O’Connor’s Cosmo rounds out our trio of good guys, and I love how quick he is to befriend Kathy. Many male characters in his position would resent the intrusion of a woman into his “bromance” with his best friend, but Cosmo knows what we know — that Kathy is good for Don — and welcomes her into their lives with open arms. On the other side of the spectrum, Lina Lamont might just deserve a place among the top ten most entertaining screen villains. Villain she is, as much as we may pity her when she can’t manage “round tones” or remember the location of the mic; her ice-cold treatment of Don when he’s a mere stuntman, her contempt for Cosmo, and her efforts to sabotage Kathy’s chance at stardom reveal her true character.

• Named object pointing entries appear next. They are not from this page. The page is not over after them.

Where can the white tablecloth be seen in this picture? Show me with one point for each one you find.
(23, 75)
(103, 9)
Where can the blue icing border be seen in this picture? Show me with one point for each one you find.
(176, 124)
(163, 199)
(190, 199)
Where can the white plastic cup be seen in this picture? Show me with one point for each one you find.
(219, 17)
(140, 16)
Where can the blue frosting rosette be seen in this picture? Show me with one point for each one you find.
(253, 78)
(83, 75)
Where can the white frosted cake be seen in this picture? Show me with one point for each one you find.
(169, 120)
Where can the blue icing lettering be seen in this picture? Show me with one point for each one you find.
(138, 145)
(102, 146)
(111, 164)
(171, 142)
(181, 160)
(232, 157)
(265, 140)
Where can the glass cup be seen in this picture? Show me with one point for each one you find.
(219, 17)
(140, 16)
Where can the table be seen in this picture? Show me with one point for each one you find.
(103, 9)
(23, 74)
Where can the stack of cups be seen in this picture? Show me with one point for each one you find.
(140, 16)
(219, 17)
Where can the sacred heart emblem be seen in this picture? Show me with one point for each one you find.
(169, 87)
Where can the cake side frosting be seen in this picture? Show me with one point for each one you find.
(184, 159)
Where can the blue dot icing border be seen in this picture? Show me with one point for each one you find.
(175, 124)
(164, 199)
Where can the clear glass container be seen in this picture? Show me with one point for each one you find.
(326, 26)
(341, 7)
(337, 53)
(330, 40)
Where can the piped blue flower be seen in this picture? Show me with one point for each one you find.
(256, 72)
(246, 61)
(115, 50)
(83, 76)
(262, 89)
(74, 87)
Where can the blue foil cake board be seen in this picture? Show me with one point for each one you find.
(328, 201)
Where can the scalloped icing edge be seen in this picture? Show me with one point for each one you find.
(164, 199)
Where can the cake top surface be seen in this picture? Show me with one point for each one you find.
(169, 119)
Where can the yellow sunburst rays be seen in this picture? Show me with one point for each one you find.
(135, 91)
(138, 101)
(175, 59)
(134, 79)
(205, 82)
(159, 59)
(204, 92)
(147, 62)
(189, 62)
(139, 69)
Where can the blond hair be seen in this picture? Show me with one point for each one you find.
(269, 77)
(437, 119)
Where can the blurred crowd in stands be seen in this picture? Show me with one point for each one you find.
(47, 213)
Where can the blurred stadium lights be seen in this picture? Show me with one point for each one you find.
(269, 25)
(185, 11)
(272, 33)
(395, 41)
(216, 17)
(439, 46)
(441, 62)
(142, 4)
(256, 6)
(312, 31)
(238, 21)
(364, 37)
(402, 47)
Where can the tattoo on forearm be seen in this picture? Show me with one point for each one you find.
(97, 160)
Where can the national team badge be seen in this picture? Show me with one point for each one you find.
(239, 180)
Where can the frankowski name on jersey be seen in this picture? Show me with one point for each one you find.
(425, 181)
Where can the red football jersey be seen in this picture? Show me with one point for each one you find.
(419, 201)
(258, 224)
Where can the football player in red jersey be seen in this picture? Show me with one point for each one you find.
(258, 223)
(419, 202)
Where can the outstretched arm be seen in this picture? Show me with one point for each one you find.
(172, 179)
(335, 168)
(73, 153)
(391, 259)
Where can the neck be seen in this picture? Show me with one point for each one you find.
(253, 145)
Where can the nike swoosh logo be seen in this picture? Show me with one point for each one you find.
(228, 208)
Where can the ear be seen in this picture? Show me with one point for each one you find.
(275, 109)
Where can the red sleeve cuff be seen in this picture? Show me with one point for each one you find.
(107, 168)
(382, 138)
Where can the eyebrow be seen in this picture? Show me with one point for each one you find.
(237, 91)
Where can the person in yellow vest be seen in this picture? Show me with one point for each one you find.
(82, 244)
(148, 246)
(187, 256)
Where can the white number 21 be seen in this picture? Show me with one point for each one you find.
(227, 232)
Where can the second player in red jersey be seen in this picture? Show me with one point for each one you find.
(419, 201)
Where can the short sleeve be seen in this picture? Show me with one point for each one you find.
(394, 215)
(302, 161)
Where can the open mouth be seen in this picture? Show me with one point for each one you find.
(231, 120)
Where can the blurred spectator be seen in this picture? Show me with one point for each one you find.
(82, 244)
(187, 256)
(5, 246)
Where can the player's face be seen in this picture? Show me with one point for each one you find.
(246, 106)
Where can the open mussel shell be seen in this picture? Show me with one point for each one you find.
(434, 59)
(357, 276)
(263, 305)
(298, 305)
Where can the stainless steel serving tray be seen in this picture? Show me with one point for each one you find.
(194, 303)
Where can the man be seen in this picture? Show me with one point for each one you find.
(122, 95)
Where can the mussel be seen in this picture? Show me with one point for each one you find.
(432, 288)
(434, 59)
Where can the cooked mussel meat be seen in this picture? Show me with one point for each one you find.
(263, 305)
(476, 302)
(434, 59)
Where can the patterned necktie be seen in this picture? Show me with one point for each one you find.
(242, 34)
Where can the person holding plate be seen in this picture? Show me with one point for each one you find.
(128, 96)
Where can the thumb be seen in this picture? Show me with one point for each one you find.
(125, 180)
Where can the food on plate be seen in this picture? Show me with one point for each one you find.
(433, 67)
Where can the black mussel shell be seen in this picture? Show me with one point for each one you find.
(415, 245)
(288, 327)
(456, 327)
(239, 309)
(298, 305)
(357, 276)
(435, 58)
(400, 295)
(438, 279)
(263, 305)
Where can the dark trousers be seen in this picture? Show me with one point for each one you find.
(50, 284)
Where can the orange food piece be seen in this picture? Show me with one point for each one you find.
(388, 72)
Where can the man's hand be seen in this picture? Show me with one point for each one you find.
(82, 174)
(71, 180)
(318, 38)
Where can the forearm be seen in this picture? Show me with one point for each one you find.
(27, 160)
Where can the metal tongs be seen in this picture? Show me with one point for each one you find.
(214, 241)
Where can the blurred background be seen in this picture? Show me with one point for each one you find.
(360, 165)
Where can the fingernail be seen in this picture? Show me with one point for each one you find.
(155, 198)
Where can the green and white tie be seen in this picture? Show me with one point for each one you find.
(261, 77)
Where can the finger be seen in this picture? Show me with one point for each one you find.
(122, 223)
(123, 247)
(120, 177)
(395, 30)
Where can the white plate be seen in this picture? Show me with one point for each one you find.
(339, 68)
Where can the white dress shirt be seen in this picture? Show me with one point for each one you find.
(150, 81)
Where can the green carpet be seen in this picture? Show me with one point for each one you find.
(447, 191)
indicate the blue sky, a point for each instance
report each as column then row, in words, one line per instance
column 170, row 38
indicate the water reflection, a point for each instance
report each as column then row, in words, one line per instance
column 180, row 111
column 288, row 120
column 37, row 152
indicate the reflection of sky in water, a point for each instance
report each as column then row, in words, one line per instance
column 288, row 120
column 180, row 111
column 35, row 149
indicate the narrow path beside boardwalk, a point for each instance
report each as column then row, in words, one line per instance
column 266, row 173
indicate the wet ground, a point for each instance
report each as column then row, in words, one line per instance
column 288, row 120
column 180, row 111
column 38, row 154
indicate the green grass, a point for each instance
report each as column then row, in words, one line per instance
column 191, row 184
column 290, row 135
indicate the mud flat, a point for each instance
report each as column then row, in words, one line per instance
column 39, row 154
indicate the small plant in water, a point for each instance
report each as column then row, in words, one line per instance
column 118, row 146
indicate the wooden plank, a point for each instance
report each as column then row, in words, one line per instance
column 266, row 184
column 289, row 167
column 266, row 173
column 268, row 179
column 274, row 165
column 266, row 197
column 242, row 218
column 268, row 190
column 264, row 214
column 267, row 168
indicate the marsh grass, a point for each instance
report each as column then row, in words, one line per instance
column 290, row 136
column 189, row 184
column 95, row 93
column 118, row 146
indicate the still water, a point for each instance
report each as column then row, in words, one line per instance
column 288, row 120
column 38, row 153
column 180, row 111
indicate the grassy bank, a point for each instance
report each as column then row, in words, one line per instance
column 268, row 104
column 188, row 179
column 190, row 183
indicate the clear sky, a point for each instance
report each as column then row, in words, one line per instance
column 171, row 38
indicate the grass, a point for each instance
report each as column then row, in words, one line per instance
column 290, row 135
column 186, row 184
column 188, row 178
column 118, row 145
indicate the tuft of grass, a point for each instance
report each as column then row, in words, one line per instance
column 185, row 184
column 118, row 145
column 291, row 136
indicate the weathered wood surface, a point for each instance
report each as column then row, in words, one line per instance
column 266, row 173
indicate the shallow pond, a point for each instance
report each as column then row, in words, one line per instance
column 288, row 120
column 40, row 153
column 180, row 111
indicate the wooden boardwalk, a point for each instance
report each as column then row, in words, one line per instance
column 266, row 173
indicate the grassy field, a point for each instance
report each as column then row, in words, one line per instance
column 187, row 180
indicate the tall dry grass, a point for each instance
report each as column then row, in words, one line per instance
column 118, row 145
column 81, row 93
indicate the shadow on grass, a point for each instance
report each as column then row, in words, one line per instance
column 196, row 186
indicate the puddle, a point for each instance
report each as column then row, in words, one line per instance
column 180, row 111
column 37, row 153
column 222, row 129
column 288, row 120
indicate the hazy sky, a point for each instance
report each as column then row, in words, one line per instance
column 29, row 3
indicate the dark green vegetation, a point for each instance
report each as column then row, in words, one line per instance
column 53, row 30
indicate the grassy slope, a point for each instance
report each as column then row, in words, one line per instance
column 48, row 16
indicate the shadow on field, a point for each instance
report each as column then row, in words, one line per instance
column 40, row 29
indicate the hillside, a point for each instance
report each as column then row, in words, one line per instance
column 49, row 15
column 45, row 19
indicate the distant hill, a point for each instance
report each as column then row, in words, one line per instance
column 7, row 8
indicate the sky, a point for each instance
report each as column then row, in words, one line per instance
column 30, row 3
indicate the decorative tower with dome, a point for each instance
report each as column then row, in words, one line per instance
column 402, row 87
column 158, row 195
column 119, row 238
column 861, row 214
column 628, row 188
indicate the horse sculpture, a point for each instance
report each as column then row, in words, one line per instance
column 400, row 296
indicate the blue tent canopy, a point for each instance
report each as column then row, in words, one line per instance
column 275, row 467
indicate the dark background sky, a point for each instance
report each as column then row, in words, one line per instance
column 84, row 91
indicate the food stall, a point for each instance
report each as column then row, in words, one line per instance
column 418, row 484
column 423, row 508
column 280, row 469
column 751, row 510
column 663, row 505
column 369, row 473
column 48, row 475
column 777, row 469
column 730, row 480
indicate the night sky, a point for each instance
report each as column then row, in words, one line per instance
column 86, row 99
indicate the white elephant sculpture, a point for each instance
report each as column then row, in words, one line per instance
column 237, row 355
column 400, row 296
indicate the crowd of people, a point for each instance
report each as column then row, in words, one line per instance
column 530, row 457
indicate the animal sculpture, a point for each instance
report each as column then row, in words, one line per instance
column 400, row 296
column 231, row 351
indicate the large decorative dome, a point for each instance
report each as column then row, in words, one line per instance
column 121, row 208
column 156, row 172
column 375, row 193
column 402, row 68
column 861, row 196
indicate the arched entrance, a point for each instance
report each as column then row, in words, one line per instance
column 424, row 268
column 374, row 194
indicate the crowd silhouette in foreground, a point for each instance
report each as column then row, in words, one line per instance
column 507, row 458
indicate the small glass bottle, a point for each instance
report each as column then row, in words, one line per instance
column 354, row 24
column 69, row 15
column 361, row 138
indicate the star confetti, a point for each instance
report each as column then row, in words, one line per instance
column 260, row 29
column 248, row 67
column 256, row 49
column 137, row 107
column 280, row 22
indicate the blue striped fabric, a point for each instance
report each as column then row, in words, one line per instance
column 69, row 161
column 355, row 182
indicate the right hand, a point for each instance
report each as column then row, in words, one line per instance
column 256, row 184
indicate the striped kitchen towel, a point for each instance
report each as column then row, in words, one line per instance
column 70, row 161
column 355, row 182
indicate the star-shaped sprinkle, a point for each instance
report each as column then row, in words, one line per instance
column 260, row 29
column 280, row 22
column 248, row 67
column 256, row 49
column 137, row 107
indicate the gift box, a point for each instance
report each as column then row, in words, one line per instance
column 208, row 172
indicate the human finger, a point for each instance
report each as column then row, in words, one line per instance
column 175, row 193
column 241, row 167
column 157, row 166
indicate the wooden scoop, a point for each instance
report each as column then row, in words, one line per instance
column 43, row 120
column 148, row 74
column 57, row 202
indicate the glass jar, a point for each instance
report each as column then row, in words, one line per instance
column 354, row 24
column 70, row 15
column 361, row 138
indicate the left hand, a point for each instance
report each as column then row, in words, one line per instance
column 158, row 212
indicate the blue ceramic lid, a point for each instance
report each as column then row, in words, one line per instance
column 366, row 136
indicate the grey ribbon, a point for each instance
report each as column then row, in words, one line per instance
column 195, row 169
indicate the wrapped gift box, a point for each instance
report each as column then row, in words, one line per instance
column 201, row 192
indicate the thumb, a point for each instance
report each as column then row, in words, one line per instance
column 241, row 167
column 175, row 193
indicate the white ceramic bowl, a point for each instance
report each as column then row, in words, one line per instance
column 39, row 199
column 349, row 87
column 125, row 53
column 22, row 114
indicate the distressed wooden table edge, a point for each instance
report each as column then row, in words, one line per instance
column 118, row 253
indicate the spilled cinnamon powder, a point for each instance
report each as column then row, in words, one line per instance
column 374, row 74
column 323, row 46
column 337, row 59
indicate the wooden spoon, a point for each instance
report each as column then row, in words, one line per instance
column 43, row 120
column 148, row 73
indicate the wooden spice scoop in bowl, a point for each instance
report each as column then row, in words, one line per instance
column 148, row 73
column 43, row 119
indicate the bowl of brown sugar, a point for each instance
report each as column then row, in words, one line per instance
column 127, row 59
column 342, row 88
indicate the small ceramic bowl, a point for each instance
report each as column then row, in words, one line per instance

Yet her moment of comeuppance is also one of her funniest, as she addresses the audience at her final premiere and they’re shocked by her cringingly squeaky voice: “If we bring a little joy into your hum-drum lives, it makes us feel as though all our hard work ain’t been in vain for nothing.”
In sum, Singin’ in the Rain has charm, a quality that is notably lacking in most contemporary films (with the exceptions of outstanding animated features). Classic cinema fans will keep going back to it long after most recent efforts to resurrect the live-action musical have faded from our collective memory.